Şifalı Suyu ile Dünya Çapında Ün Kazandı

“1965’te mağaranın açılması sonrası suyun şeker hastalığına iyi geldiği rivayeti yaygınlaştı. Bu sayede Türkiye’de ve yurt dışında büyük ilgi gördü. Şeker hastaları başta olmak üzere çok sayıda kişi İnsuyu’na akın etti. Çevresinde tesisler kuruldu, su bidonlarla farklı illere gönderildi. Hatta Trabzon’a bir kamyon su satıldı. Belçika, Avusturya ve Fransa’dan bilim insanları suyu incelemek için geldi. Mağara açıldığı ilk üç ayda 33 bin ziyaretçiyi ağırladı” diye konuştu.

Suların Çekilmesi ve Fosil Mağara Statüsü

Koçibay, “2000’li yıllardan itibaren iklim değişikliği ve insan kaynaklı etkilerle sular hızla azaldı. 2014’te büyük göl kurudu. Günümüzde ise sadece yağmur sonrası sarkıtlardan damlayan su bulunuyor. Buna rağmen mağara ziyaretçi çekmeye devam ediyor” dedi.

1930’larda İnsuyu’nda ‘Burdur Sırtlanı’ Efsanesi

Koçibay, mağaranın keşif sürecini anlatarak, “1931-1935 yıllarında Mustafa Koçay ve arkadaşları mağaraya girdiler. İçeride buldukları hayvan kemikleri, 1714’te Burdur’a gelen Fransız gezgin Paul Lucas’ın bahsettiği ve halk arasında ‘Burdur Sırtlanı’ diye anılan efsanevi canavarın avladığı hayvanlara ait olduğuna inanıldı” dedi.

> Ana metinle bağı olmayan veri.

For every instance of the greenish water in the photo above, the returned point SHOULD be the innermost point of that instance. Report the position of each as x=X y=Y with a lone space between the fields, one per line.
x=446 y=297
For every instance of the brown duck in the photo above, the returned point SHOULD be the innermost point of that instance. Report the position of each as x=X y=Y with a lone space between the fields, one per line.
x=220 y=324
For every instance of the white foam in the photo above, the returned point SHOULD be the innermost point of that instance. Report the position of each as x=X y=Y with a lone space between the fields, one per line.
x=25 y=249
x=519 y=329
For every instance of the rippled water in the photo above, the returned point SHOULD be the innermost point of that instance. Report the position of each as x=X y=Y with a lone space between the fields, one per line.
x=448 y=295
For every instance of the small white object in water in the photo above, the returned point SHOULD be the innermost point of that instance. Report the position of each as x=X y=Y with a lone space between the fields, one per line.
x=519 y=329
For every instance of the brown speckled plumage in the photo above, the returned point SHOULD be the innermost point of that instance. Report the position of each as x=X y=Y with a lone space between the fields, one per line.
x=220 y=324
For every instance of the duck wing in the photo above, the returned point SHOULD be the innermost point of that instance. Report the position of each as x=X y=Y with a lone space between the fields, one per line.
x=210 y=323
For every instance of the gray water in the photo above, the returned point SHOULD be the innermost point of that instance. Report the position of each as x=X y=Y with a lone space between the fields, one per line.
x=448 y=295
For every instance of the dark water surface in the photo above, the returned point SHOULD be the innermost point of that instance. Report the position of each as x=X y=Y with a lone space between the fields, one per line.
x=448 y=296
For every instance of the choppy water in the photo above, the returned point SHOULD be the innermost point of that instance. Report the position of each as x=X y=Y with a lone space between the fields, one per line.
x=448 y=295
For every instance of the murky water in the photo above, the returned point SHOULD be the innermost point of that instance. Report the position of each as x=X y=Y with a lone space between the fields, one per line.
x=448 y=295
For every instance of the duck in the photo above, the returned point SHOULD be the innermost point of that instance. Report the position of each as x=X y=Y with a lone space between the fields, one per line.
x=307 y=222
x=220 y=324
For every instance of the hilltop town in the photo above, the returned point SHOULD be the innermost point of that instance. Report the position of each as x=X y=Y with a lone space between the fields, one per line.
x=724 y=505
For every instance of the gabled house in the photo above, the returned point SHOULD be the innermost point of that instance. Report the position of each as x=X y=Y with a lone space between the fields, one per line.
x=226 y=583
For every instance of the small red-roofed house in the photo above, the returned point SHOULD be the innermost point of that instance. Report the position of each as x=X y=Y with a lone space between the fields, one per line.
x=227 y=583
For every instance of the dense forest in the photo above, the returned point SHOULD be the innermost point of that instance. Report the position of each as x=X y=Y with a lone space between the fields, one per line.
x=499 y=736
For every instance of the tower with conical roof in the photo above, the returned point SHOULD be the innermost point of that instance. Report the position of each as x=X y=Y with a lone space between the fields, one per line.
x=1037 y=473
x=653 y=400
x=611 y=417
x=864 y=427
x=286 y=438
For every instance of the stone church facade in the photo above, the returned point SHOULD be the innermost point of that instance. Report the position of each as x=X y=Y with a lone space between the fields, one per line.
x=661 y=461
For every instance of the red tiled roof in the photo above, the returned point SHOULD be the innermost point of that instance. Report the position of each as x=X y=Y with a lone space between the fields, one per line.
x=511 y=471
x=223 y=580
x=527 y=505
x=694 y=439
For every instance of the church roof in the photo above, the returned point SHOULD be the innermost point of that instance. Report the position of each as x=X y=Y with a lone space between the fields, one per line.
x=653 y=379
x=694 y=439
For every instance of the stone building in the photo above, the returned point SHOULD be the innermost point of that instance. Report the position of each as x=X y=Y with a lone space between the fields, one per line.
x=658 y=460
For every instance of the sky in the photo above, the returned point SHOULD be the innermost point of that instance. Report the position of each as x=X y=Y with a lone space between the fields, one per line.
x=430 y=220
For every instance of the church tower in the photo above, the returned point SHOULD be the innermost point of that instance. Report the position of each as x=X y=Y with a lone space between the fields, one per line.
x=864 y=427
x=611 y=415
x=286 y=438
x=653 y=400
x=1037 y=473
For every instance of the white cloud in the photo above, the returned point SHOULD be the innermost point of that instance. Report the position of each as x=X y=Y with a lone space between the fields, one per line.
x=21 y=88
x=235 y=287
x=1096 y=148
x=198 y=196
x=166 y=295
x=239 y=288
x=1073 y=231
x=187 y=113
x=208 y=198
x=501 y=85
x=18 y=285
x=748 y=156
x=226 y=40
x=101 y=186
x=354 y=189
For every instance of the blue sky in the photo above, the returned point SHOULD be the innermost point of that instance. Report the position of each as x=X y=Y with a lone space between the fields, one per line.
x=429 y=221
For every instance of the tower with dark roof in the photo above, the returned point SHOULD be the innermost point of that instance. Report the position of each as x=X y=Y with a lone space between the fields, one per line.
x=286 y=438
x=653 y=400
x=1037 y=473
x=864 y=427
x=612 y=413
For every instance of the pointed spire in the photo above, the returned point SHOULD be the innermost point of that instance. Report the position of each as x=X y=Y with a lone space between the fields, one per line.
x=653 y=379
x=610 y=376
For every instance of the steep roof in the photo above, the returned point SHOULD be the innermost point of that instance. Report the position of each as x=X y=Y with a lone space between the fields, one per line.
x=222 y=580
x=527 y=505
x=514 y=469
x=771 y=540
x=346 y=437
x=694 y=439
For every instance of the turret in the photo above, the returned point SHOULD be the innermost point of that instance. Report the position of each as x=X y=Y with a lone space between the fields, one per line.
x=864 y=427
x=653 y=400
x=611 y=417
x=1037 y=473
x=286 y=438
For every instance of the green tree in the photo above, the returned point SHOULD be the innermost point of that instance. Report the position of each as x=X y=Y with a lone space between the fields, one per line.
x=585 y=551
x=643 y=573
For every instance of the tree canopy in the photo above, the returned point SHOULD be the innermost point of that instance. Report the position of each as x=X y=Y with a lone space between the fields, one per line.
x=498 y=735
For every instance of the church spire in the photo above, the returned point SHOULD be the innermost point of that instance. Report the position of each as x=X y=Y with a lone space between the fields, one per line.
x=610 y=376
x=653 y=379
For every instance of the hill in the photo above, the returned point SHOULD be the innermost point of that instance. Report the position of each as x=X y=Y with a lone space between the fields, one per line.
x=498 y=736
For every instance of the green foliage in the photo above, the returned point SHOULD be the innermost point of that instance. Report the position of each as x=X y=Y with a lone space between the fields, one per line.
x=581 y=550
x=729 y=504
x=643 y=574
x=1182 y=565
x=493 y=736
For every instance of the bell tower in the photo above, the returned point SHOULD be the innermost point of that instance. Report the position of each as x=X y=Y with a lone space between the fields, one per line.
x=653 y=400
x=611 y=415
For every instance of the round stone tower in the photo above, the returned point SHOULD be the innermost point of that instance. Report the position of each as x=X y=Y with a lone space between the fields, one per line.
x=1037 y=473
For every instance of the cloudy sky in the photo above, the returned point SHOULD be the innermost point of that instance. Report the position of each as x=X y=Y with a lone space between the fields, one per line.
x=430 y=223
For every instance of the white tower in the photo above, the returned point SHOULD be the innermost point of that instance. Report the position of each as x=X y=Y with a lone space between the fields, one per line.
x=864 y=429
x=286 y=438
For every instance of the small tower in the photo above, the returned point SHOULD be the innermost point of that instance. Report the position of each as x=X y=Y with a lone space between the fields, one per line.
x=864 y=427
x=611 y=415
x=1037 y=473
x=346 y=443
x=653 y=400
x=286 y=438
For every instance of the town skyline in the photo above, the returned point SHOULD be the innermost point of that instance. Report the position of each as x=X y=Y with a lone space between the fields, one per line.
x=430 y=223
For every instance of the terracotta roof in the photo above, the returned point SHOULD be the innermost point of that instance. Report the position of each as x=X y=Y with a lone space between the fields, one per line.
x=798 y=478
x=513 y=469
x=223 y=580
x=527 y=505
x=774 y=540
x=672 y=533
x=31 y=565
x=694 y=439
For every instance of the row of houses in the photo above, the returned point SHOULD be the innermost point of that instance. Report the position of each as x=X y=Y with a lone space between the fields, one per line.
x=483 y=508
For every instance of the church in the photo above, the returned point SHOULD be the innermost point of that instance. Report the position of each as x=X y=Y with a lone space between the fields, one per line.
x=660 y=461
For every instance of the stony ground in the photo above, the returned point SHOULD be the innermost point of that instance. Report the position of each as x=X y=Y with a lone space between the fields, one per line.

Mağara Artık Fosil Halinde

Mehmet Akif Ersoy Üniversitesi’nden Doç. Dr. Kadir Tuncer ise, mağaranın toplam uzunluğunun 8 bin 100 metre olduğunu teyit ederek, “2006’dan sonra mağara suyunu hızla kaybetti. 2011’de turizme açılmayan 9 gölde de su varken, şimdi sadece damlayan yağmur suları var. İnsuyu, son 20 yılda fosil mağara haline geldi. Bu da bölgedeki su kaynaklarının hızla tükendiğini gösteriyor” dedi.

Tuncer, “Eskiden mağaranın girişinde saniyede 50 litre su akıyordu. Ancak aşırı su kullanımı, sondajlar ve iklim değişikliği mağaranın su kaynaklarını yok etti. Bu şekilde devam ederse tarım ve içme suyu sorunu artacak” uyarısında bulundu.

Ziyaretçiler Mağaranın Eskisi Gibi Olmasını Umuyor

Yıllar sonra mağarayı ziyaret eden Mikail Yılmaz, “1978’de geldiğimde burası cennet gibiydi. Sular her yerden akıyordu, sarkıtlar dikitler büyüleyiciydi. Şimdi ise sular çekilmiş, sarkıtlar dökülmüş. Umarım tekrar suyuna kavuşur ve eski ihtişamına döner” diye gözlemlerini paylaştı.